I have mostly used zypper CLI when installing and searching for packages, and sometimes YaST for searching and listing packages.

KDE Discover is a much nicer interface, and also shows more information along with pictures of the game. This makes it much easier to find new games to install.
I reminds me a bit of Windows Store.

However I did find a problem with KDE Discover. After I installed some games from the OpenSUSE Games repository: ioquake3, vkquake and vkquake2.
KDE Discover only finds vkquake.
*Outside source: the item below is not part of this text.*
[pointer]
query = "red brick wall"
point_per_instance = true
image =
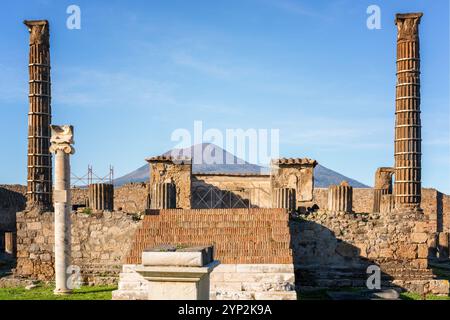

Not sure why it cannot find the other packages.

i+ | ioquake3 | pakke | 1.36+git.20250612-lp156.26.2 | x86_64 | Games
v | ioquake3 | pakke | 1.36+git.20221123-bp156.2.48 | x86_64 | repo-oss (15.6)
i+ | vkquake | pakke | 1.32.3.1-lp156.57.3 | x86_64 | Games
v | vkquake | pakke | 1.20.3-bp156.2.12 | x86_64 | repo-oss (15.6)
i+ | vkquake2 | pakke | 1.5.9-lp156.2.1 | x86_64 | Games
¨

I did not check every game in the OpenSUSE Games repository, but I checked some, and many of those I checked was not found by KDE Discover.
Why cannot it find all the packages?

@DJViking packaging requires some meta/app data files to populate these software applications, likely don’t provide…

That makes sense.
I tried checking the files of both vkquake and vkquake2, and I then discovered this file from vkquake
/usr/share/appdata/vkquake.appdata.xml

I also checked the other files under this directory, and found the games that KDE Discover could “discover”.

@DJViking
Provides appdata https://build.opensuse.org/package/show/games/vkquake
No appdata in package https://build.opensuse.org/package/show/games/ioquake3

So it is up to each “maintainer” of the package in OBS to provide this file. Either they don’t botter, or they are unaware of this kind of file.

@DJViking it should be done by upstream, or if the Package Maintainer creates, push it upstream…

I was thinking perhaps to contribute on some of these packages the missing appdata file. I have worked with OBS a little for a few years ago with creating my own packages, but not tried contributing to existing packages.

The packaging policy explains, that the appdata.xml should come from upstream. If upstream does not provide such a file, the downstream maintainer might create such a file and try to convince upstream to incorporate it into the package…(don’t know for sure if this policy is still up to date).

https://en.opensuse.org/openSUSE:AppStore
https://en.opensuse.org/openSUSE:Packaging_Patches_guidelines

YaST Software or Myrlyn don’t read this file as they are classical, technical oriented distribution app “stores”. The fancy appstores from Plasma or Gnome do read these files.

When you say Upstram, you mean the source? Like the vkquake2-1.5.9.tar.gz?
The vkquake package does not have the appdata within the archive, but in the OBS project.

It could also be much easier to add the appdata file within the OBS project, than to get an upstream project to add it.

I tried to see if there was any derived packages that contained the appdata file for vkquake2, but it wasnt any.